General structure of studies within projects/indications for different compounds in various therapeutic areas

General structure of studies within projects/indications for different compounds in various therapeutic areas

Each hierarchy level of studies, projects, compounds and therapeutic areas, provides a different type of data, which also requires specific functional focus of Clinical Data Managers, Statistical Programmer and Statistician on each hierarchical level. As an example, Statistical Programming functions therefore have roles of Study Statistical Programmers, Project Programmers, Compound Programmers and Therapeutic Area Programmers. Similar roles can be found within Clinical Data Management and Statistics as well. All these roles perform Pharmaceutical Data Science, we are not going to call any of these functional roles Pharmaceutical Data Scientist though. We are defining a CDS as an overarching role, who could even work with data across various therapeutic areas and also across various functions.
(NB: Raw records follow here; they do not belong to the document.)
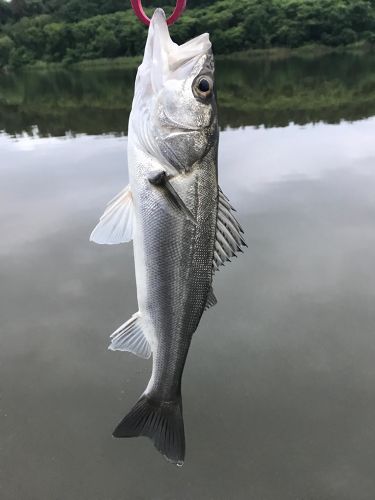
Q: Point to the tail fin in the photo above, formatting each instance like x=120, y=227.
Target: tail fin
x=162, y=422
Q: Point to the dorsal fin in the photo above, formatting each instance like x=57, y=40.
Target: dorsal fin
x=229, y=233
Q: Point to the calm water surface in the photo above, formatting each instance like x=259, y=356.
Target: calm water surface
x=278, y=390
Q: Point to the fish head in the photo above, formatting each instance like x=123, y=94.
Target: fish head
x=175, y=92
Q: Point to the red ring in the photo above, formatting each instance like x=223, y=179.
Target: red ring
x=140, y=13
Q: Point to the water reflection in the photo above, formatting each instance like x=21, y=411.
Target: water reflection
x=278, y=388
x=258, y=92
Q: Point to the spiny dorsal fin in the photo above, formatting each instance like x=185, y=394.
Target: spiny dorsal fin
x=117, y=224
x=211, y=299
x=229, y=232
x=130, y=337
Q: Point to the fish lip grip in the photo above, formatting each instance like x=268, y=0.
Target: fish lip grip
x=140, y=13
If we consider a clinical trial, the Study Data Manager and the Study Statistician focus on their accountability to clean and analyze the trial data.  The CDS could take an overarching approach and utilize operational data from Data Management processes (eg. number of queries per endpoint), and combine it with statistical results (eg. statistical significance or trial results) to detect fraud and misconduct in a clinical trial. 

Thus, the CDS can be helpful in two different ways:

  1. Finding relations between different aspects that are not included in the original study design (i.e., between different studies, different indications under a single compound, and even different compounds from a single pool of similar subjects and data).

  2. Separating data and subjects within a pool to find unsuspecting classifications between them.